Assistant Chief Constable Malcolm Graham, left, has branded female genital mutilation is 'child abuse'. Picture: TSPL

  • by KEVAN CHRISTIE
 

POLICE Scotland has investigated 14 possible cases of female genital mutilation (FGM) involving 16 girls in the past year – but no criminality has been found.

The figures come after forces across the UK revealed dozens of suspected FGM offences had been recorded over the last three years but only a handful of arrests had been made.

The NSPCC said that the lack of convictions highlighted the “tough challenge” facing police, while one FGM survivor said the practice remained “secretive” among communities carrying it out.

Despite the lack of prosecutions, Assistant Chief Constable Malcolm Graham insisted: “As the chief officer in Police Scotland with responsibility for public protection, my main priority in tackling female genital mutilation is in protecting children from harm.

“I recognise FGM as child abuse and, through recently enhanced relationships with charities and other public authorities, we prioritise preventing such barbaric acts.

“Whilst much good work has been done, future collective efforts must change attitudes and behaviours.”

The NSPCC described FGM as “a hidden and complex cultural form of child abuse”.

The charity said its FGM help-line had received 321 UK reports since it launched last June – 148 of which had been referred to police and children’s services.

John Cameron, NSPCC head of child protection, said: “These figures do not come as a surprise.
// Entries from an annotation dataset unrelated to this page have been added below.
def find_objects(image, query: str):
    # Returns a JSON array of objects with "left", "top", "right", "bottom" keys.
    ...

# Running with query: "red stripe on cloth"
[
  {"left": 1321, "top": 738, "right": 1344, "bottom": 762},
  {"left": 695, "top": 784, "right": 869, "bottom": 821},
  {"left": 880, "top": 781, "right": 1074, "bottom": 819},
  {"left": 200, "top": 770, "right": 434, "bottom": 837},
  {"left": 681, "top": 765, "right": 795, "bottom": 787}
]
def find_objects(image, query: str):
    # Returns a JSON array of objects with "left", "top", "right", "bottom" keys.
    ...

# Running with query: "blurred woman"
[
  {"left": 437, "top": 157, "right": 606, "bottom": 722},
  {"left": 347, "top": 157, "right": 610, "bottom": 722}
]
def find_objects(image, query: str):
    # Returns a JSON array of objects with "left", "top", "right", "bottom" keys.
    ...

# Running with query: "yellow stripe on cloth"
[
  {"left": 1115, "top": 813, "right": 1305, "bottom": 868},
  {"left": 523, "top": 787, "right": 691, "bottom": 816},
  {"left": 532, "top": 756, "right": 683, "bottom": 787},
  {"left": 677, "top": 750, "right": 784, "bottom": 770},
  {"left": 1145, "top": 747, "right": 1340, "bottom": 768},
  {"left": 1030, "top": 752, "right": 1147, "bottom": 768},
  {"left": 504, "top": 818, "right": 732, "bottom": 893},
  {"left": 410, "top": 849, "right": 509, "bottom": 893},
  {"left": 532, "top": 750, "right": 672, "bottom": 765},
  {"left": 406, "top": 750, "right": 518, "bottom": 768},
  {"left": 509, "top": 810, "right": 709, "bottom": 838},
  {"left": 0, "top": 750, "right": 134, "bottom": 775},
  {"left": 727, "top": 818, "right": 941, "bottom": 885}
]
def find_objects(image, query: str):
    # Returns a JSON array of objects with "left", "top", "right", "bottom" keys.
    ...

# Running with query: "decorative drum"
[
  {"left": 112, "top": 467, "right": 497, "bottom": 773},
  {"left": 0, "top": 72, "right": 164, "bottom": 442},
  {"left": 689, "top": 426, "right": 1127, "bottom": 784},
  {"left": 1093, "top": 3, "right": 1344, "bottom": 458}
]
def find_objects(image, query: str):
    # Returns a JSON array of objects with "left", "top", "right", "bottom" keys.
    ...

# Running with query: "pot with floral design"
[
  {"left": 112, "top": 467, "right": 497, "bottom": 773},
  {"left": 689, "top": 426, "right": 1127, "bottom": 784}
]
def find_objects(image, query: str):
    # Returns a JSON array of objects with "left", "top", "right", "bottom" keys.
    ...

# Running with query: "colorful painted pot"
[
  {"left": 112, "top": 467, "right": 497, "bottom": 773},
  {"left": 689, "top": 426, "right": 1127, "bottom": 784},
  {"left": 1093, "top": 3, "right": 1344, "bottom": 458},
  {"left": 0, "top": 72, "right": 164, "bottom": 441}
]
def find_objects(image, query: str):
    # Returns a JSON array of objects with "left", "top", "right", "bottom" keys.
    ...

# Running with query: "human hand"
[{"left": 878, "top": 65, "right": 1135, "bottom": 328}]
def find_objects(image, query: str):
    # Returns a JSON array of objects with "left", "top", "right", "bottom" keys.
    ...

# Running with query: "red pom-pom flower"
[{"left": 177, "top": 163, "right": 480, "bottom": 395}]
We know that the police face a very tough challenge in gaining the appropriate evidence to prove that a child is at risk of FGM.
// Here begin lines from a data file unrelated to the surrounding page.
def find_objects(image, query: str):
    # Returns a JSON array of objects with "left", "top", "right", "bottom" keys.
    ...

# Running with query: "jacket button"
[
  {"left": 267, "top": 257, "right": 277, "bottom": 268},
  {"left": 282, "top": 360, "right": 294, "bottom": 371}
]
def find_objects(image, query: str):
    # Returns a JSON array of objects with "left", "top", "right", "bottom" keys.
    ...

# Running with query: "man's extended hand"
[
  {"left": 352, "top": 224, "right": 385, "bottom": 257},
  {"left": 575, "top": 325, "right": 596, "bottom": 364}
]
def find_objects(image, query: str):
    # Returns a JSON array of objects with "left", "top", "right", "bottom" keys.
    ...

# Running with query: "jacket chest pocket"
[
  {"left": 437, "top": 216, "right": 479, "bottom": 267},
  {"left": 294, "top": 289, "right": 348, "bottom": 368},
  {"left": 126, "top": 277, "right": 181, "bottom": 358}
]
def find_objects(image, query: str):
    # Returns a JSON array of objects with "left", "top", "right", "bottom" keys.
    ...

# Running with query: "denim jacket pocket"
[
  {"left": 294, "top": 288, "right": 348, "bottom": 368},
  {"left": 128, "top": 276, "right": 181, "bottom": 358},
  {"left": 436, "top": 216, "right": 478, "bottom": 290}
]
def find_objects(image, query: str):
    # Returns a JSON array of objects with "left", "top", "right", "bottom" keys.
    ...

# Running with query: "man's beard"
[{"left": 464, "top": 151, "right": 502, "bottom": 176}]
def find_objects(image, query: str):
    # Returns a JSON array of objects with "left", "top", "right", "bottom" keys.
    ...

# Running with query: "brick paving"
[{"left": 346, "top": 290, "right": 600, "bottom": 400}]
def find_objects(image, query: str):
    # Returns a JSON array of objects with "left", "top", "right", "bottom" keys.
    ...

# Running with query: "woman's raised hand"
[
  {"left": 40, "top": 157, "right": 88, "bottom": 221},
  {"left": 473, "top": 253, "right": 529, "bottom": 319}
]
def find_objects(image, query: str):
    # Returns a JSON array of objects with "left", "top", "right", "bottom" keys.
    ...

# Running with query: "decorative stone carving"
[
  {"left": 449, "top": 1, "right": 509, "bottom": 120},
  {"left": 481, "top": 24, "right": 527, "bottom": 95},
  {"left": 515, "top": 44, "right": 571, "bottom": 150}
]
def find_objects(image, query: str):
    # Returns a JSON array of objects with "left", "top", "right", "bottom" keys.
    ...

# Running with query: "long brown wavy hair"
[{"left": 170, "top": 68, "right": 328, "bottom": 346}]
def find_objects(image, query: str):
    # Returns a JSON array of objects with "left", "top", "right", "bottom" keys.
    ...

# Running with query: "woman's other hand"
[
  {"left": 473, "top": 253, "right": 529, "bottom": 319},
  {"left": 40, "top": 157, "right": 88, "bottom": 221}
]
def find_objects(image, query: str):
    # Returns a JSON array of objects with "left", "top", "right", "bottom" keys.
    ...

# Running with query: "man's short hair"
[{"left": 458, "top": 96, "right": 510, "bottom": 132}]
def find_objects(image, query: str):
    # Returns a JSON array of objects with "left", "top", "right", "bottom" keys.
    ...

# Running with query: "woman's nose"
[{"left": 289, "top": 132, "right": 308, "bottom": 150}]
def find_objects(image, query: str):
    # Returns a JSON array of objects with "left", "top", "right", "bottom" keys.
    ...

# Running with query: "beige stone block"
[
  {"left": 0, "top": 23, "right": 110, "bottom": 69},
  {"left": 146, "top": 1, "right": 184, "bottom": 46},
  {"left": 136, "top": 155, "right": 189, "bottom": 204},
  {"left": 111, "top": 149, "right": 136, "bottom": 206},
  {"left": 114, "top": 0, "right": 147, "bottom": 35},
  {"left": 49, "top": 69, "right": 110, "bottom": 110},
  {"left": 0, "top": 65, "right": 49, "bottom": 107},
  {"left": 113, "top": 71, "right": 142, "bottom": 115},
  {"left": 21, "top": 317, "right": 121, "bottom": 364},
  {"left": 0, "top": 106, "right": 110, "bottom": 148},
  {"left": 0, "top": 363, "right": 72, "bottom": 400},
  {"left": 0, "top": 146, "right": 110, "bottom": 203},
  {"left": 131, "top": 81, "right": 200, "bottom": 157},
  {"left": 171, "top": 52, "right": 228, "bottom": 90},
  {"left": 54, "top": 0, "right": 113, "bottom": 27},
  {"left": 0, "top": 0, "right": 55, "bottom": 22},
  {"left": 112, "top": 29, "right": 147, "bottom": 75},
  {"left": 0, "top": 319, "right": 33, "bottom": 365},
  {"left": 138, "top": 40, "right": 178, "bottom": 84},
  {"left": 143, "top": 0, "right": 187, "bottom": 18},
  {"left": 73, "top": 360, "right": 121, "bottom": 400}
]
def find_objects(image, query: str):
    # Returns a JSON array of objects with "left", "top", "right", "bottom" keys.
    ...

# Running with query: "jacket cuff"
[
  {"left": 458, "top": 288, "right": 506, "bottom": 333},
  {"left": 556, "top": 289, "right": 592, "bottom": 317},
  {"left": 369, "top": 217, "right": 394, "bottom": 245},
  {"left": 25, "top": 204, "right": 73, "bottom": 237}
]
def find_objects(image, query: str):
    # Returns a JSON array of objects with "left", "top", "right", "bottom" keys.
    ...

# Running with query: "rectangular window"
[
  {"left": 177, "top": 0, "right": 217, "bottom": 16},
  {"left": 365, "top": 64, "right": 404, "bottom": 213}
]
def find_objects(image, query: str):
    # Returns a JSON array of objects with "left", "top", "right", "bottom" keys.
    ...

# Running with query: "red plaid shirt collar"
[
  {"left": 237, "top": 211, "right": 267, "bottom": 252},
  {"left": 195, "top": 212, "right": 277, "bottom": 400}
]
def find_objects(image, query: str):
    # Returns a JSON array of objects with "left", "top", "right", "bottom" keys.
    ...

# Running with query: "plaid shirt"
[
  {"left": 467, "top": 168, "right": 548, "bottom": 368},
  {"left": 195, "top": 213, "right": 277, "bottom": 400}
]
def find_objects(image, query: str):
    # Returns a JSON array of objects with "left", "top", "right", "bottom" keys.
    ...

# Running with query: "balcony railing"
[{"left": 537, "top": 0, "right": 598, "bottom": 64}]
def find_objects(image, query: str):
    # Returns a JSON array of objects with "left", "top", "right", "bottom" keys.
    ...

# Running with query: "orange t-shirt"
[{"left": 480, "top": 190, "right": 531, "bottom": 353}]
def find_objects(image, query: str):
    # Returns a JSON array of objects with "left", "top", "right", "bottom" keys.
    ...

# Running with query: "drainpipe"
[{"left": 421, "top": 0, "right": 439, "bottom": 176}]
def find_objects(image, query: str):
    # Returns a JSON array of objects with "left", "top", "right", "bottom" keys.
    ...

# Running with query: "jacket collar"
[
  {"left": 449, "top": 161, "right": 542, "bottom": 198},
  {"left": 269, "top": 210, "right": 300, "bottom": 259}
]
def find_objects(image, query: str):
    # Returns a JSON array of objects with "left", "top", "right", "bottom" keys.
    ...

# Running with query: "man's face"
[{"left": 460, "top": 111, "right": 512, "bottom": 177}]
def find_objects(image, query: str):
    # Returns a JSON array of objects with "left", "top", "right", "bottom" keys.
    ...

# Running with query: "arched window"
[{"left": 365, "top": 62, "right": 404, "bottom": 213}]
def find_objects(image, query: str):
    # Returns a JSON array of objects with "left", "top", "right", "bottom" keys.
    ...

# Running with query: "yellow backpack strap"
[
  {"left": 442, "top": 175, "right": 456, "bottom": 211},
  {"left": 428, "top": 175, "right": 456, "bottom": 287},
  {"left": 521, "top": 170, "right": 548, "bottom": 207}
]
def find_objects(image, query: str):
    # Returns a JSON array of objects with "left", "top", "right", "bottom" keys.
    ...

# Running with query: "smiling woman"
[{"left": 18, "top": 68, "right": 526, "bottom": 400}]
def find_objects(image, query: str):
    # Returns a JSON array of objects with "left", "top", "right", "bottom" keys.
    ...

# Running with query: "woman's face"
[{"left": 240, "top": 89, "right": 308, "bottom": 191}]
“The UK government has recognised the difficulties the authorities face in prosecuting the perpetrators of this crime and we hope the police’s ability to bring people to justice will be strengthened with proposed new legislation.

“We believe far more needs to be done to help victims deal with the trauma they have suffered which can have mental and physical consequences throughout their lives.”

The Association of Chief Police Officers said every allegation of FGM was “treated seriously and thoroughly investigated” and it was “heartened” that more people were confident to report suspected cases.

The UK’s first prosecution involving FGM began at the Old Bailey last week.

Dr Dhanuson Dharmasena, 32, from Whittington Hospital in London, and a second man who cannot be named, deny the charges and are due to stand trial next year.

MPs have warned that the failure to tackle the growing practice of female genital mutilation in the UK is a “national scandal” that has resulted in the preventable abuse of thousands of girls.

An estimated 65,000 girls under the age of 13 are thought to be at risk in the UK.